I think that's a fairly tortured interpretation.
You may think so, but SCOTUS doesn't agree, and historically, I don't think the Founders would either.
The plain text concerns the defense of the state, not the home. There's a fairly clear conditional in that sentence, which says the right of the people to bear arms is contingent on the necessity of a militia to our security. You could make an argument that it is (National Guard, Reserves), but I think that obscures the fact that gun ownership is a right today in a different way than it was in 1776.
Actually, given what the founders faced at the hands of the British, militias could not even be formed unless one was able to defend oneself and one's family and property. True, we now have pistols under the pillow instead of rifles above the mantle (well some of us have rifles above mantles as well), the idea of protection from home invasion is the same. Many of the rights in the Bill of Rights are specifically laid out because when British soldiers came into houses they:
Conducted searches and seizures without warrants.
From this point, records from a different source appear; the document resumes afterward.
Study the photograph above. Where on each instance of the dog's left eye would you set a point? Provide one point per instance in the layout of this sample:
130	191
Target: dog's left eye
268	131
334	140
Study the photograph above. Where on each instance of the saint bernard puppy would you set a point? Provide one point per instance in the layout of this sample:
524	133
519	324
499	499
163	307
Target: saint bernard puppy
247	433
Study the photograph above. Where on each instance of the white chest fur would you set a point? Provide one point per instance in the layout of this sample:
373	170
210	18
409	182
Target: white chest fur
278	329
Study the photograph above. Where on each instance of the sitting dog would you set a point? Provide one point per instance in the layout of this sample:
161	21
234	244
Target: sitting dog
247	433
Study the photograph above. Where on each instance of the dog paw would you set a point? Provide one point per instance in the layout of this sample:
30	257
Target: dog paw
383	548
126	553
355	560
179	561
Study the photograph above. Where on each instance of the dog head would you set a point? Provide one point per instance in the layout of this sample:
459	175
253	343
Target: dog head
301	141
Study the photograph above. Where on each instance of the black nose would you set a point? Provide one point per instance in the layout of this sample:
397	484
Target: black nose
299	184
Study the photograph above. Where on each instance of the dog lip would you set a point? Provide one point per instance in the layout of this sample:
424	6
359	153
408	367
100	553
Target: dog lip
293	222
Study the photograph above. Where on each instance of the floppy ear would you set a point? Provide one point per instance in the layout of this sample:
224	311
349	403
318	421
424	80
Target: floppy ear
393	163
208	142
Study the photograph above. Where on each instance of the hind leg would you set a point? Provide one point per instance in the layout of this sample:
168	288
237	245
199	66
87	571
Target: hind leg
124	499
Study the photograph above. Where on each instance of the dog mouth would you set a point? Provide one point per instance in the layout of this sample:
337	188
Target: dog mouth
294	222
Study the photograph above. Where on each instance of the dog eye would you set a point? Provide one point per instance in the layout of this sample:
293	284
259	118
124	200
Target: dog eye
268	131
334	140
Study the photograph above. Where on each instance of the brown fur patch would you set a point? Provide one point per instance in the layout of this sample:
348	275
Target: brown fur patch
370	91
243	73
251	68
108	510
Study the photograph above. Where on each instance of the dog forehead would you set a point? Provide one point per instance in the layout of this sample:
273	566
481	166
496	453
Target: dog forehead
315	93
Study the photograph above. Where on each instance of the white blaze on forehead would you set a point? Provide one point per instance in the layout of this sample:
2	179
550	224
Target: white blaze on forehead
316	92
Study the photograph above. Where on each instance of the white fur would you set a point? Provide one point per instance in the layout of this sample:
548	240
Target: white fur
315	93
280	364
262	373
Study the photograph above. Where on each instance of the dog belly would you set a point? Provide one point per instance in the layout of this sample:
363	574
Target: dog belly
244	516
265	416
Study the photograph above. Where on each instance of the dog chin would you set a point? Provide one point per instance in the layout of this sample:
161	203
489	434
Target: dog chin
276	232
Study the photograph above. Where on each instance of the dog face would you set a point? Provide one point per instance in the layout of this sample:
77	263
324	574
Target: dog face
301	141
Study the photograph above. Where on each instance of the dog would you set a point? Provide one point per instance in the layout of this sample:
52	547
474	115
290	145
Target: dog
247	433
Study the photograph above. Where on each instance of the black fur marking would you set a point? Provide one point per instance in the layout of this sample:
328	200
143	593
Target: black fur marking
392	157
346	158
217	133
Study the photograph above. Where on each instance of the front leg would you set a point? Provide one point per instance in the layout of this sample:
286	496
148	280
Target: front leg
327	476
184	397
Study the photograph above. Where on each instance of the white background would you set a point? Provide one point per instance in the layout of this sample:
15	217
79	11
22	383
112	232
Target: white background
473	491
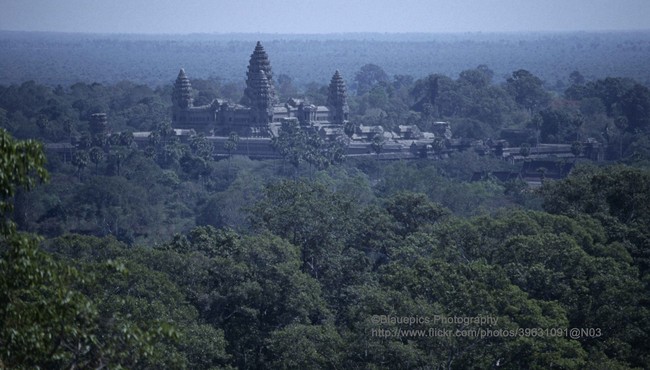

Foraged without compensation.
Seized weapons that could have been used to prevent their entry.
Held people for long durations without charge.
Held people without lawyers.
Forced people to incriminate themselves under duress.
The language says that weapons in the hands of the people are for the protection of the "free State." The keyword here is free, as in liberty. This is not indicating a given government or administration or territory. It is speaking to the concept of a "free State."
If you want the constitution to unequivocally support gun rights, you'll need to change it, as you say, by amendment.
Proverbial you or was that actually directed at me? I'm personally very ambivalent about personal firearms. That doesn't change what I believe the Constitution says, and what SCOTUS has ruled that it does say. I'm not a gun lobbyist. I am not a member of the NRA. While I have been trained to operate firearms safely, I do not want one in my home. It is my right not to bear arms if I don't want to. That being understood, it doesn't change all of what I said above.
The founders wanted us to have guns in our houses ready to be used if necessary.
The point is not that these rights need Constitutional protection to avoid getting trampled by an overzealous government. They do. The point is that we have natural rights to, say, free speech and freedom of religion that would exist whether or not the constitution exists. The constitution protects these rights that already exist, rather than magically granting them to us otherwise unworthy peons.
Yes. I concur. The Founders clearly believed keeping a weapon in the home was an inherent right independent of any State granting it.